He knelt in ash and her lifeblood. Knees blackened and marked. It felt sacramental, by the roaring heat she had left in a dying blaze. Atlas was burning. He could have killed her then on his heirloom blade, gutted her like a butcher. Jaune knew what he wasn't. He was not a killer.

Slow enough not to provoke her, he reached out to her.

"I'm going to—" he began, but she cut him off.

"I know what your Semblance is. And I want you to know that I hate you. I would crush you beneath my heel."

He pulled back slightly in surprise. He didn't know she remembered. She had barely remembered his face or his name, once. But it was by her hand, after all, that his Semblance had awakened.

Eventually he said, "You already did that once."

"I know."

Jaune pursed his lips and looked to her for permission. He may have been insistent, but he would offer nevertheless. Cinder nodded weakly. Part of her was shrouded in a wake-like shadow, otherworldly, marbled with vibrance in firelight. The rest of her bled.

Jaune kept his hands steady and let the power move through him and into her. It was a clear song on the wind. He already knew the words. It was so instinctual he hardly needed to think about it anymore. Yet he was conscious of it as he felt her Aura wound throbbing down deep. He was keenly aware of where they touched, molten heated. Something hung heavy on her very soul, cold and no-faced, hidden yet open and aching as a chasm. To heal her Aura completely he had to push it out, that was certain.

Jaune's eyes fluttered back open and he caught her watching him carefully.

"Your Aura is being drained. All the time. You know that, right?" he said.

"What's it to you?" she snapped.

"I am healing you."

Cinder narrowed her eye then. Her breaths came a little more easily, though still ragged. "You're fool enough for it."

"Call it foolishness if you want. I don't care."

She huffed. "What would your friends say? Helping your mortal enemy? What good is my life, for the Relic? We all know you want the Maiden powers on your side just as desperately as my master does."

"I don't know how to explain it. This is my Semblance. This is what I do."

He didn't know what she was searching for, as her gaze flit across him. A bluff, perhaps. A weakness. It was only the bare truth. This was who he was.

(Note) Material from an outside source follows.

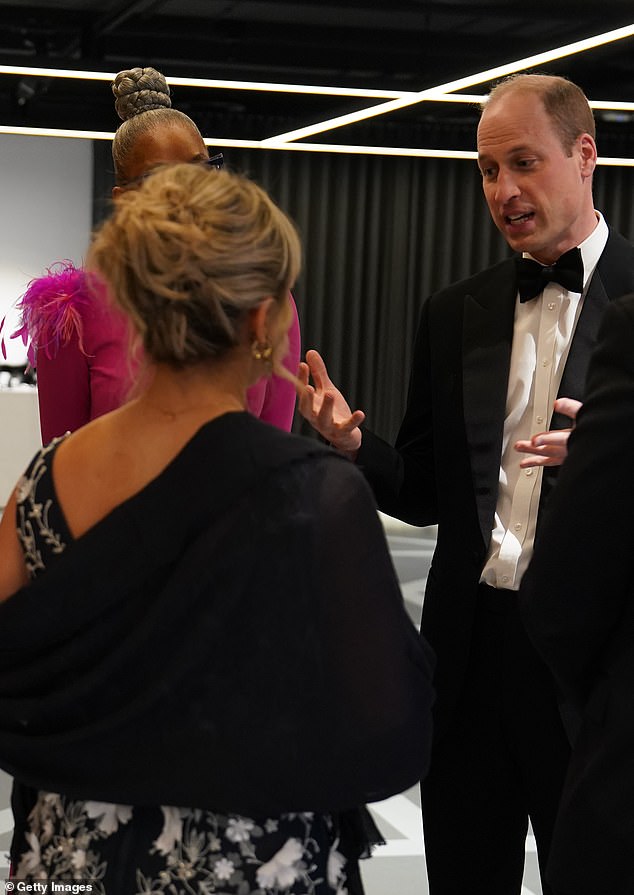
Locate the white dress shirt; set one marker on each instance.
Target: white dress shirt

"It's a rare Semblance. It's a pity it's wasted on you."

"Oh, yeah? What would you do with it?" he said, defensive.

She looked surprised. Then it turned to sarcasm, eyelid lowered. "Certainly not use it on my nemesis."

He rolled his eyes. Then he focussed. He was annoyed by the drain. He didn't like the feeling at all, antithetical to his very purpose, the one thing he was good at. If the emptiness had been hers, he would have left it. So be her darkness. As he slipped past the cloak of death hanging to her, he could feel her all around him, and for a moment he thought she could too. He felt the roundness of her, the bright angry burn, burning brighter and brighter until he couldn't see or hear or feel anything except her.

Over her body the watery refraction of her Aura transformed from his gold into her warm orange, like the memory of autumn. Her gaze met his. It was lucid and untainted by blood loss. Her one eye was strangely luminescent, scorched honey. He didn't know how long to hold on for, but he kept on anyway, watching her. He would never be this close to her again, not unless they tried to kill each other once more.

"You've got this all backwards, you know. You're supposed to kill me," she said.

"I don't intend to kill you. Not like this."

"Ah, fair and noble. Delusions of chivalry."

"It would be like murder," he said. He drew his attention back to his hands, hovering over her, close enough to touch but not quite.

"Maybe you would give me a better death, a clean execution. Only fair for everything I've done. Everything I have to pay for. Isn't that right?"

"That doesn't— why are you trying to convince me to stop?"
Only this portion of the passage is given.